A Russian aviation official says the Russian airliner that crashed in the Sinai Peninsula broke apart in midair. The first remains of the victims have been flown to St Petersburg.
Russia's emergency ministry flew recovered remains to Russia's second largest city for identification on Monday as Russian investigators at the crash site in Egypt gathered evidence.
Russian officials said on board were remains of 144 victims among the 224 occupants of Saturday's ill-fated plane.
Most of those killed were vacationers from Saint Petersburg and its surrounding region.
On Sunday, the chief of Russia's Interstate Aviation Committee, Viktor Sorochenko, who is leading a panel of experts probing the crash in Egypt, had said the Russian Airbus A321 "broke up in the air."
"The disintegration happened in the air and the fragments are strewn over a large area," Sorochenko said after inspecting wreckage. He also said it was "too early to draw conclusions" about what caused the crash.
Prior 'technical problems'
An anonymous source at Sharm el-Sheikh airport told DW on Sunday that the plane had been reported for "technical problems" two months ago and had been grounded.
The plane, operated by Russian airline Kogalymavia, was en route to St. Petersburg from the Red Sea resort of Sharm el-Sheikh when it lost contact with air traffic control and crashed into a mountainous part of the restive Sinai region early Saturday.
Authorities announced Sunday they would widen the search area to 15 kilometers (9.3 miles), given that debris was scattered.
Russia has sent more than 100 emergency workers to Sinai to assist with search efforts. Air accident investigators from France - Airbus's home country - are also to travel to Egypt along with investigators from accident investigation agencies in Germany and Russia. Experts were to begin examining the flight's black boxes later on Sunday.
Questions over cause
Just hours after the crash, a group affiliated with "Islamic State" (IS) in Sinai claimed responsibility, saying it had shot down the plane as revenge for "Russian airstrikes that killed hundreds of Muslims on Syrian land."
But authorities in both Russia and Egypt questioned the accuracy of the claim. Experts say the militants waging an Islamist insurgency in the Sinai don't have weapons capable of hitting a plane flying at 9,000 meters (30,000 feet). They haven't ruled out that a bomb could have been on board, but say it's more likely the crash happened due to technical or human error.
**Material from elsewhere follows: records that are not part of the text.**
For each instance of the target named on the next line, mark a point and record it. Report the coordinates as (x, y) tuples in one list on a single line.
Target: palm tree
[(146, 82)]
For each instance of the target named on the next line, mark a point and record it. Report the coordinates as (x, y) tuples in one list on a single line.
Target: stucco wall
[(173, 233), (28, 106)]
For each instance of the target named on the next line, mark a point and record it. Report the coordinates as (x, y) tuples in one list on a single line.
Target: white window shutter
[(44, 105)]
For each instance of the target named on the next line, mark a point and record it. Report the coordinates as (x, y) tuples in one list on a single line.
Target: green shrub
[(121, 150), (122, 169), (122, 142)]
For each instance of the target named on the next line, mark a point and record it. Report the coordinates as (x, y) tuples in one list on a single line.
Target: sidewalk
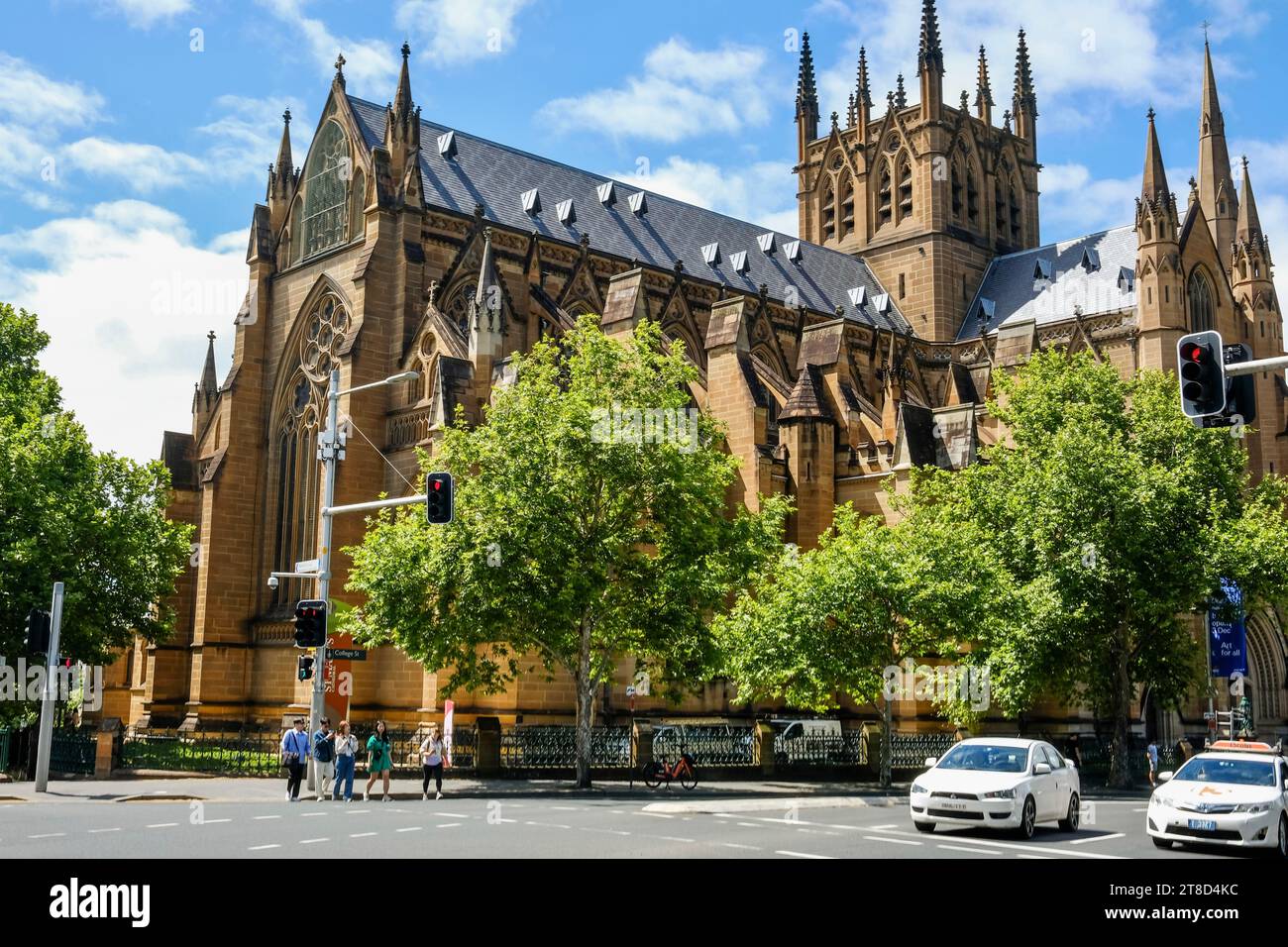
[(161, 788)]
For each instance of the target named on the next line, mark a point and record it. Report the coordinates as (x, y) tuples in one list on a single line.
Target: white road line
[(896, 841), (800, 855), (1098, 838)]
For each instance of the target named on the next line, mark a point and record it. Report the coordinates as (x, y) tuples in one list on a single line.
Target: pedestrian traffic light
[(309, 624), (38, 631), (438, 497), (1201, 365)]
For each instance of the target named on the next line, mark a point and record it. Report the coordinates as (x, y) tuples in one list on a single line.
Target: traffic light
[(38, 631), (439, 501), (309, 624), (1201, 364)]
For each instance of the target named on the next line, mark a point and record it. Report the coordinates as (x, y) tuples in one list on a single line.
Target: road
[(576, 827)]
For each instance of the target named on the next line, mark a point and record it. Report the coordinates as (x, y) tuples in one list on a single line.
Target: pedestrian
[(378, 762), (432, 757), (346, 750), (295, 754), (1151, 755), (323, 758)]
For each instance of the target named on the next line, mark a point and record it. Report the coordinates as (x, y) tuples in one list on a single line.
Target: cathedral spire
[(1216, 183), (983, 90)]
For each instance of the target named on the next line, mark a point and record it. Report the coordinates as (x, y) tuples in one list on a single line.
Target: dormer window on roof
[(447, 145)]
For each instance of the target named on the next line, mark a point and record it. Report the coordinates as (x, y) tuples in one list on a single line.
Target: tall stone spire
[(1025, 101), (930, 63), (1218, 196), (806, 101), (983, 90)]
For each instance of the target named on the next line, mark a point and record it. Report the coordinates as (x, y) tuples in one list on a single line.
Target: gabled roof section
[(493, 175), (1010, 294)]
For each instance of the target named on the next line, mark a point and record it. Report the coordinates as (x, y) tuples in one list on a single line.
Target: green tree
[(838, 618), (571, 541), (1116, 517), (67, 513)]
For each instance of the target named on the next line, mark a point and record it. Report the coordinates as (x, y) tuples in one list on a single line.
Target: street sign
[(346, 655)]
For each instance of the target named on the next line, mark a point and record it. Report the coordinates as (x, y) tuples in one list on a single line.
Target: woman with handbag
[(378, 759), (295, 754)]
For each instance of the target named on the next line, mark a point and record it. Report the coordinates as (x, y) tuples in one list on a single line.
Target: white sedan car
[(1234, 793), (997, 784)]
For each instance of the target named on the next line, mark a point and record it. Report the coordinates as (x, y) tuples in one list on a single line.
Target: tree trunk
[(1120, 745), (585, 706)]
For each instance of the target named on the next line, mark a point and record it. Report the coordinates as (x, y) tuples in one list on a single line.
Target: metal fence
[(709, 745), (844, 749), (555, 746)]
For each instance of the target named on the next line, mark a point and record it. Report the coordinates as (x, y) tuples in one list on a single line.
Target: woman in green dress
[(378, 759)]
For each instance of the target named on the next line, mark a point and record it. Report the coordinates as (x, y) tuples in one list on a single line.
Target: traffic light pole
[(47, 703)]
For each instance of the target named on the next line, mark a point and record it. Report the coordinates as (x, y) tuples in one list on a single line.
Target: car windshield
[(986, 757), (1239, 772)]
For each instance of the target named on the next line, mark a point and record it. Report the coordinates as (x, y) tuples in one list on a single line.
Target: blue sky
[(134, 134)]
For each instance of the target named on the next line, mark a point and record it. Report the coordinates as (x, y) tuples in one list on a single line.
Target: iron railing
[(709, 745), (555, 746)]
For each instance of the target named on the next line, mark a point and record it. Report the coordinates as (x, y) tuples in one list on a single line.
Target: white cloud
[(459, 33), (761, 192), (372, 65), (145, 13), (127, 296), (684, 91)]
Egyptian President Abdel-Fattah el-Sissi urged people to wait for the outcome of the investigation before jumping to conclusions.
"Leave it to specialists to determine the cause of the plane crash because it is a subject of an extensive and complicated technical study," state news agency MENA quoted El-Sissi as saying.
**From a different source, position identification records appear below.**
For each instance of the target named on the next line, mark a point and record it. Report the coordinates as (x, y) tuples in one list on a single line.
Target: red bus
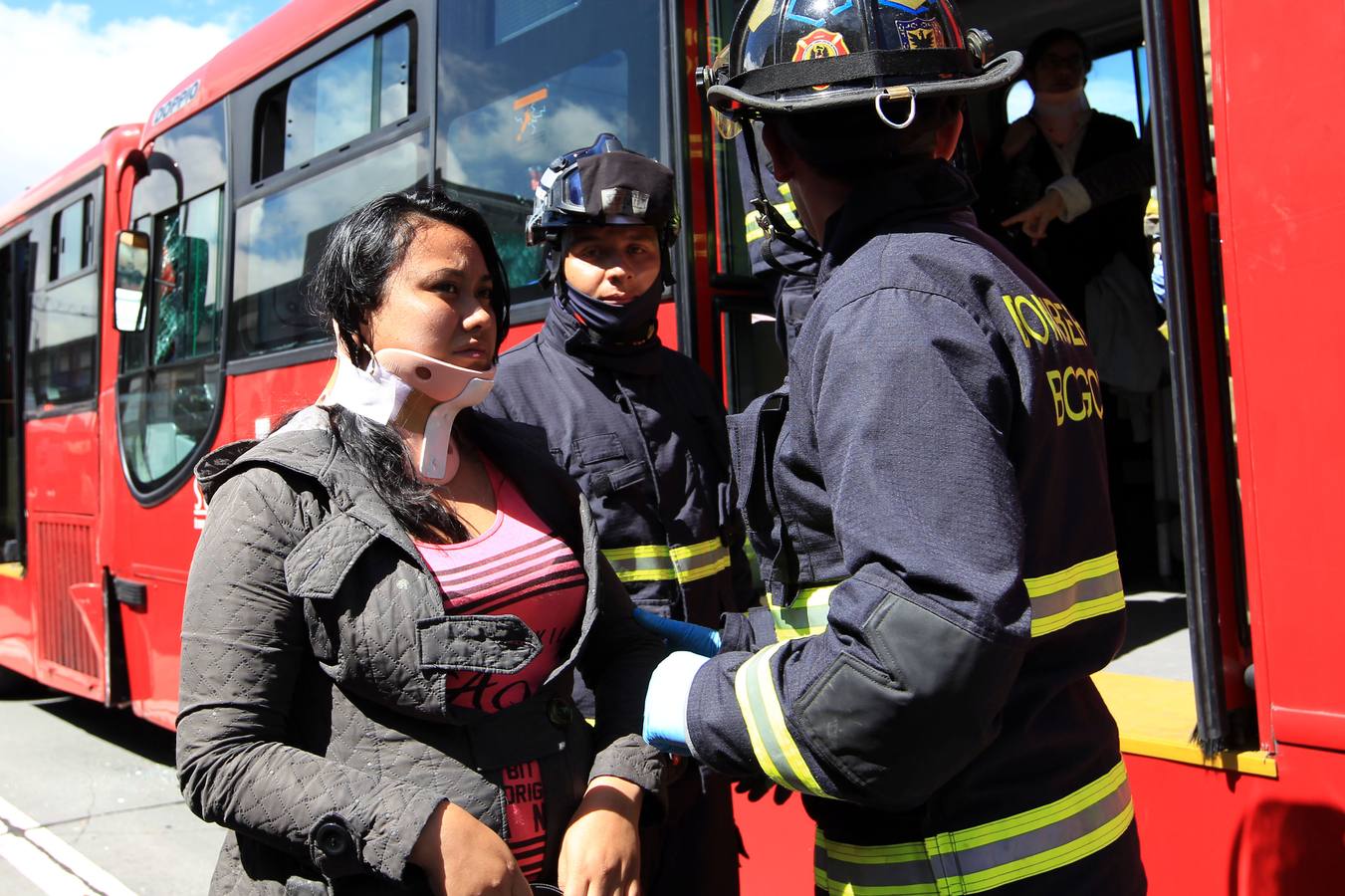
[(1236, 759)]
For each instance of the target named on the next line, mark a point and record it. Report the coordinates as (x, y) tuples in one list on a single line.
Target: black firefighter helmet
[(792, 57), (811, 56), (601, 184)]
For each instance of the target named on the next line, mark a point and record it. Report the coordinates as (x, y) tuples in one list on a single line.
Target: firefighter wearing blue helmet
[(642, 429), (927, 495)]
Meanwhile, Lufthansa, Air France and Emirates said they would avoid flying over the Sinai Peninsula until the cause of the crash became clear. Germany's transport ministry also warned the country's airlines not to use the same flight path over the northern and southeastern parts of the peninsula.
A woman lights a candle during a requiem in memory of the victims in St. Petersburg's Kazan Cathedral
Day of mourning
Sunday was declared a day of mourning in Russia, where the national flag could be seen flying at half mast at the State Duma and other official buildings. Hundreds of people laid flowers and toys at makeshift memorials at airports in St. Petersburg and the capital, Moscow.
Authorities set up a crisis center at a hotel near the St. Petersburg airport, where relatives of the victims were invited to provide DNA samples to help identify the dead.
Russia's emergency ministry said it would begin delivering the victims' bodies home later on Sunday. The government said it would pay compensation to the families and help organize funerals.
The crash victims included 214 Russian passengers, three Ukrainians and seven crew members.